Other domain operators include:

  • label, words in the title of the document
  • domain, e.g. www.deri.ie
  • format, one of RDF, RDFA, MICROFORMAT, XFN, HCARD, HCALENDAR, HLISTING, HRESUME, LICENSE, GEO, ADR
  • ontology, such as skos, foaf...

Namespaces

Popular namespaces are supported for convenience, for example in any query you can use foaf:knows instead of http://xmlns.com/foaf/0.1/knows

Some supported prefixes are: foaf, dc, owl, rdf, rdfs, skos, pimo, swc, sioct, void, sioc, dbpedia, bio, doap. For a complete list, please refer to prefix.cc

In addition, we support the following namespaces which map directly to microformats: vcard, xhtml, doac, geo, hlisting, ical, rev, xfn (see Microformats Support for details).
Example query: vcard:name

Advanced Search

Sindice can also leverage the full power of the triple concepts through the advanced query language. The syntax of this query language is simple to use: the basic element is a triple pattern. A triple pattern is a complete or partial representation of a triple:

* <http://xmlns.com/foaf/0.1/name> "Renaud Delbru"
* <http://xmlns.com/foaf/0.1/name> 'Renaud AND Delbru'

The symbol '*' stands for a wildcard matching one of the elements of a triple. A triple pattern composed of three '*' is not allowed, and will return no results.

 Due to a bug, the Sindice beta1 query engine does not behave as expected
 when using two wildcards in a triple pattern. The problem will be fixed
 in beta2. For the moment, we recommend to avoid the use of two wildcards
 in a single triple pattern, since it will lead to unexpected results.

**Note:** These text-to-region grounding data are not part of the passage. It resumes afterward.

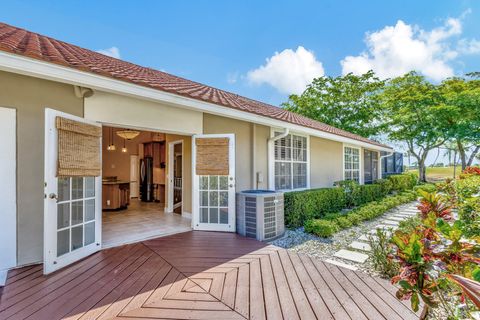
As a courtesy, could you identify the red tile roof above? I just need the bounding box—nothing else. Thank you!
[0,22,390,149]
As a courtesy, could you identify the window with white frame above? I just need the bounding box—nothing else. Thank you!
[344,146,360,183]
[274,132,308,190]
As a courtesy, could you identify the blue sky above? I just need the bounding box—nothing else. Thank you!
[1,1,479,165]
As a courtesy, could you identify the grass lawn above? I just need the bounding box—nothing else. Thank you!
[408,166,460,182]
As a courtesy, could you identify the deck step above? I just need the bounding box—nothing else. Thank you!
[334,249,369,263]
[349,241,371,252]
[325,259,358,271]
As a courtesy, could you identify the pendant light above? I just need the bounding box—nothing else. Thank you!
[107,127,116,151]
[121,138,127,153]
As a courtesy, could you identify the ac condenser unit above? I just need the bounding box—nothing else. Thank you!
[236,190,284,241]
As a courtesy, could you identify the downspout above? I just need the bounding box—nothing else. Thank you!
[379,151,394,179]
[267,128,289,189]
[251,123,256,189]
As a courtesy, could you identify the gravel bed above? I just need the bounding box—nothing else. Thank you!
[270,202,418,274]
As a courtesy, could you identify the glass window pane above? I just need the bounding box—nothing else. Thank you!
[209,176,218,190]
[58,177,70,202]
[200,208,209,223]
[57,229,70,257]
[72,201,83,225]
[85,177,95,198]
[219,176,228,190]
[209,191,218,206]
[209,208,219,223]
[84,221,95,246]
[72,177,83,200]
[219,191,228,207]
[57,203,70,229]
[200,191,208,206]
[220,208,228,224]
[200,176,208,190]
[85,199,95,222]
[71,225,83,251]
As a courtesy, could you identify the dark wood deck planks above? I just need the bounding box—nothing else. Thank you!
[0,231,418,320]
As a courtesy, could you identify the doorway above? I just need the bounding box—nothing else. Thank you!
[101,125,192,248]
[168,140,183,215]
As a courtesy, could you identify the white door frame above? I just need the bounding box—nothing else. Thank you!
[0,107,17,276]
[44,108,102,274]
[167,140,184,213]
[192,133,235,232]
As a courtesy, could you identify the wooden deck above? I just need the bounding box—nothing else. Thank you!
[0,231,419,320]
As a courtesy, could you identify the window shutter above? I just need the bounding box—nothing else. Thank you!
[56,117,102,177]
[195,137,229,175]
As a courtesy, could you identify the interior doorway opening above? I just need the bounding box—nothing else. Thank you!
[101,125,191,248]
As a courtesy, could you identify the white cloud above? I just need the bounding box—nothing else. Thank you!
[227,71,239,84]
[247,46,324,95]
[96,46,121,59]
[341,17,468,81]
[458,38,480,54]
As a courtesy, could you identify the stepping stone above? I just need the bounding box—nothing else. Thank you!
[325,259,358,271]
[369,228,393,235]
[403,209,419,213]
[358,234,374,242]
[387,216,405,222]
[350,241,371,252]
[382,220,400,226]
[334,249,369,263]
[394,213,416,218]
[0,270,7,286]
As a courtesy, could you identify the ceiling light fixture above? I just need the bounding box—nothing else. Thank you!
[107,127,116,151]
[116,129,140,140]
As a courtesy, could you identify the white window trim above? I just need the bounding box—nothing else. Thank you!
[343,144,363,185]
[268,128,310,191]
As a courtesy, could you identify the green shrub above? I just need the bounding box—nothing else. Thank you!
[413,183,436,196]
[388,173,417,192]
[368,228,400,278]
[336,216,353,229]
[334,180,359,207]
[397,216,422,234]
[284,188,346,227]
[303,192,417,237]
[352,184,384,206]
[304,219,338,237]
[375,178,393,196]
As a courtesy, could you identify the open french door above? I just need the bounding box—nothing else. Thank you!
[192,134,235,232]
[44,108,102,274]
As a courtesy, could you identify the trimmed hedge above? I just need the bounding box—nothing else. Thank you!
[351,184,384,206]
[284,188,346,227]
[413,183,436,195]
[388,173,417,192]
[304,191,417,237]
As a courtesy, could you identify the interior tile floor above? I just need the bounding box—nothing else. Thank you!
[102,199,192,248]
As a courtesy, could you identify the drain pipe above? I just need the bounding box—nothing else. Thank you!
[74,86,94,98]
[267,128,289,189]
[379,150,394,179]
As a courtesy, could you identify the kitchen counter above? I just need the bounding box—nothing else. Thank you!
[102,181,130,210]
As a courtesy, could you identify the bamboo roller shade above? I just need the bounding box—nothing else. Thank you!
[195,137,229,175]
[56,117,102,177]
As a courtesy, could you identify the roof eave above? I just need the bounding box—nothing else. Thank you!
[0,50,393,152]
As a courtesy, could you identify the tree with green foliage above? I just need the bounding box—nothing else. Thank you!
[381,72,450,182]
[282,70,386,138]
[438,75,480,170]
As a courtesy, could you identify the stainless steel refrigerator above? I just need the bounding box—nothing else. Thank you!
[140,156,154,202]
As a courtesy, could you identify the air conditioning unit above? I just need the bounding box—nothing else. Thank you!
[236,190,284,241]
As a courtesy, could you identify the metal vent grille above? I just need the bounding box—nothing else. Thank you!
[244,196,257,238]
[263,196,277,240]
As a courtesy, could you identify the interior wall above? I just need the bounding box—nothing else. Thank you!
[102,127,153,181]
[0,71,83,266]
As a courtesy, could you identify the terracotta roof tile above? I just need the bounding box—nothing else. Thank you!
[0,22,390,149]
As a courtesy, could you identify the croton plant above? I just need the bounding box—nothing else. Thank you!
[389,187,480,319]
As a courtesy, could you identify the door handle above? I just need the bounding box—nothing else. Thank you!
[49,193,58,200]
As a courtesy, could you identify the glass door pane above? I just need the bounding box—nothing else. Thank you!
[199,175,229,224]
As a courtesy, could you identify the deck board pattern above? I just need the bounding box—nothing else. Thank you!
[0,231,418,320]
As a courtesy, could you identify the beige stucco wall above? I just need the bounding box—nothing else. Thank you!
[84,91,203,135]
[0,71,84,265]
[202,114,270,192]
[310,136,344,188]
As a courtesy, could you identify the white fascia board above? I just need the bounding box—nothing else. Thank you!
[0,51,393,152]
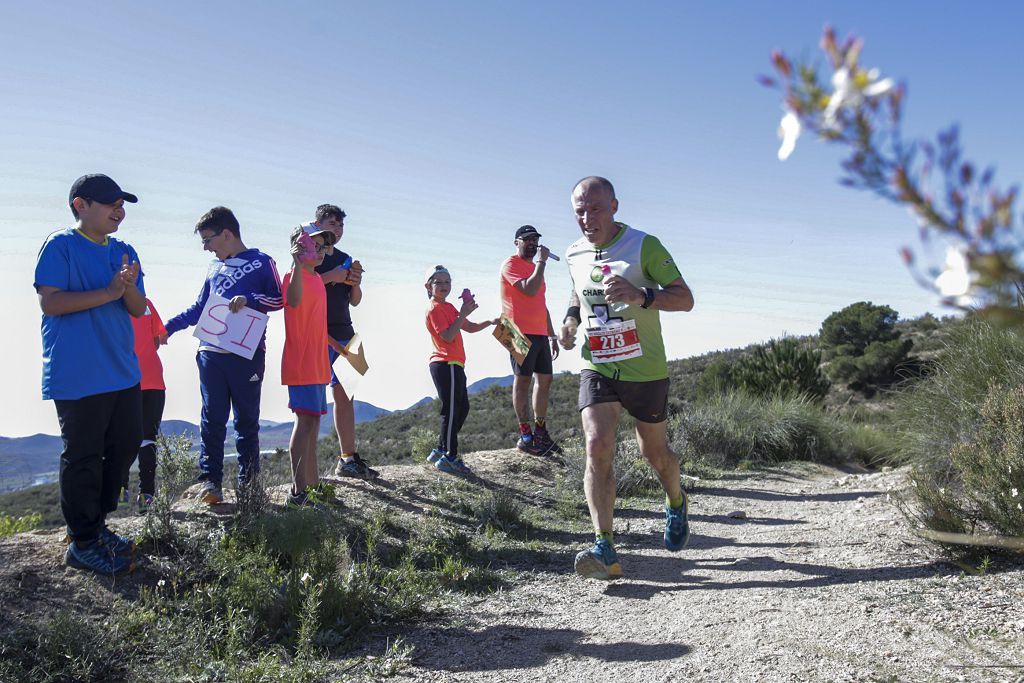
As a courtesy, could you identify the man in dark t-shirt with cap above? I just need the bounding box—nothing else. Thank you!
[308,204,379,479]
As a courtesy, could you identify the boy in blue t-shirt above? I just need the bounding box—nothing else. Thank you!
[33,173,146,576]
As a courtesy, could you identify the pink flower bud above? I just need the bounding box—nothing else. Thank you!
[771,50,792,78]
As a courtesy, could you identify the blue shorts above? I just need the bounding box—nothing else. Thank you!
[288,384,327,415]
[328,339,352,388]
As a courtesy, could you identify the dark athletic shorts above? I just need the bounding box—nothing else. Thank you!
[510,334,553,376]
[577,369,669,424]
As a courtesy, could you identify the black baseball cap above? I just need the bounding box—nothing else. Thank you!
[69,174,138,206]
[515,224,541,240]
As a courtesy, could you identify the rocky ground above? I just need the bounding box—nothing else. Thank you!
[1,457,1022,682]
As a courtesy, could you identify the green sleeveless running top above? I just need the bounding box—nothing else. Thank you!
[565,222,682,382]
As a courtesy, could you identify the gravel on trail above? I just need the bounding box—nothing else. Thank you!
[391,464,1024,683]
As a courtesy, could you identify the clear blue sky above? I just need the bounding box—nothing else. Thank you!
[2,2,1022,437]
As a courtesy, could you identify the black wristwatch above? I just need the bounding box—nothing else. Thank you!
[640,287,655,309]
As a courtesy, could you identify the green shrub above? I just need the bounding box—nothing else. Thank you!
[470,487,526,534]
[897,318,1024,465]
[676,391,897,466]
[142,433,198,546]
[0,512,41,538]
[820,301,912,389]
[0,613,127,682]
[903,383,1024,553]
[896,318,1024,554]
[733,337,829,401]
[408,426,437,461]
[694,357,736,399]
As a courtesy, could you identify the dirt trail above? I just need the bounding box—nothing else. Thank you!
[388,461,1024,682]
[2,459,1022,682]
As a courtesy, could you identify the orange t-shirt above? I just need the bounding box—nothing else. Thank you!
[132,298,166,391]
[499,255,548,335]
[426,299,465,365]
[281,269,331,386]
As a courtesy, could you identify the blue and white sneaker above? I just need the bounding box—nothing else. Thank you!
[65,539,135,576]
[574,538,622,580]
[426,448,446,464]
[664,493,690,551]
[101,526,136,557]
[435,455,472,475]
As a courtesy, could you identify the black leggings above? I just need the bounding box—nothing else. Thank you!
[123,389,165,495]
[429,362,469,457]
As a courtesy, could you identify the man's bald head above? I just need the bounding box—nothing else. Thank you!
[572,176,616,200]
[572,176,620,245]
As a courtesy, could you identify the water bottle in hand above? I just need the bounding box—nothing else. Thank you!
[602,265,628,313]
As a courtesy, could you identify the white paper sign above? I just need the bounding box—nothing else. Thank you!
[332,334,369,398]
[192,293,268,360]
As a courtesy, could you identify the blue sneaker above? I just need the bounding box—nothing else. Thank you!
[101,526,136,557]
[574,538,622,580]
[426,448,446,464]
[664,493,690,551]
[65,539,135,576]
[435,455,472,475]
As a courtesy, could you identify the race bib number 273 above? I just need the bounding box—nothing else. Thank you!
[587,319,643,364]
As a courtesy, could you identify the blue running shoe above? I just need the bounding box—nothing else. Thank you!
[664,493,690,551]
[435,455,472,475]
[65,539,134,576]
[574,538,622,580]
[101,526,136,557]
[426,448,446,464]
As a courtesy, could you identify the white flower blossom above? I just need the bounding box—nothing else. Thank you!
[822,67,895,130]
[158,579,166,588]
[1012,488,1019,498]
[778,110,801,160]
[300,572,312,584]
[935,246,973,301]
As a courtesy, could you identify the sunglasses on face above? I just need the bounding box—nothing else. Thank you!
[200,230,223,246]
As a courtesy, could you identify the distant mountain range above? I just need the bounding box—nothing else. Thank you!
[0,376,512,493]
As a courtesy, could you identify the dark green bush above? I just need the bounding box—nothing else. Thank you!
[820,301,912,389]
[733,337,829,401]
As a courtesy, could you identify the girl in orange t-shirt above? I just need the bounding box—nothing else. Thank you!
[423,265,497,475]
[123,297,167,510]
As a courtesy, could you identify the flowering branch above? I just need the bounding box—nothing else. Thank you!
[763,26,1024,323]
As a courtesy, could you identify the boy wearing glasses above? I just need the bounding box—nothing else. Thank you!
[165,207,283,504]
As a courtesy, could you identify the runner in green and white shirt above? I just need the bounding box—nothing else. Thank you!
[560,176,695,580]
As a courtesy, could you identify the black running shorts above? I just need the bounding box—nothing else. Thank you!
[510,334,554,376]
[577,369,669,424]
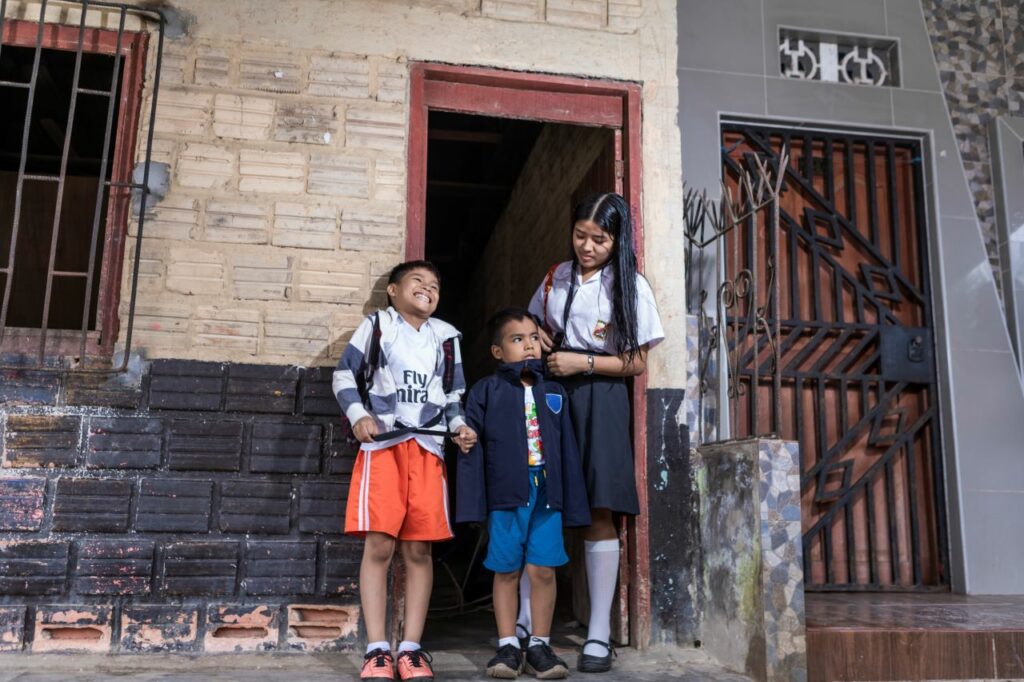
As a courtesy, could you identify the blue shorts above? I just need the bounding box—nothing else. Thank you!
[483,467,569,574]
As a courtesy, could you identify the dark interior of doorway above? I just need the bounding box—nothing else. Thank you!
[423,110,612,649]
[425,111,542,345]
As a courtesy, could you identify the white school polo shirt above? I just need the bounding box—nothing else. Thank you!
[527,261,665,354]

The query language enables boolean combination of triple patterns using binary operators:

  • AND: intersection
  • OR: Union
  • -: Complement (Include - Exclude)
  • (): Grouping

For example, you can try combining two triple queries:

* <http://sindice.com/exfn/0.1/friend>
    <http://klogs.org>
AND
* <http://sindice.com/exfn/0.1/friend>
    <http://www.isaacmao.com>

But you can also use the same operators in a literal pattern defined by single quotes, for example try this query:

* <http://sindice.com/hlisting/0.1/itemName>
    'ipod AND (nano OR shuffle)'

If a literal element is enclosed in double quotes, an exact match will be performed. The query language also allows multiple operators, for example:

(* <http://xmlns.com/foaf/0.1/givenname> "Giovanni"  AND
* <http://xmlns.com/foaf/0.1/family_name> "Tummarello")
OR * <http://xmlns.com/foaf/0.1/name> "Giovanni Tummarello"

will find matches for either a pair of given and family name, or a single full name.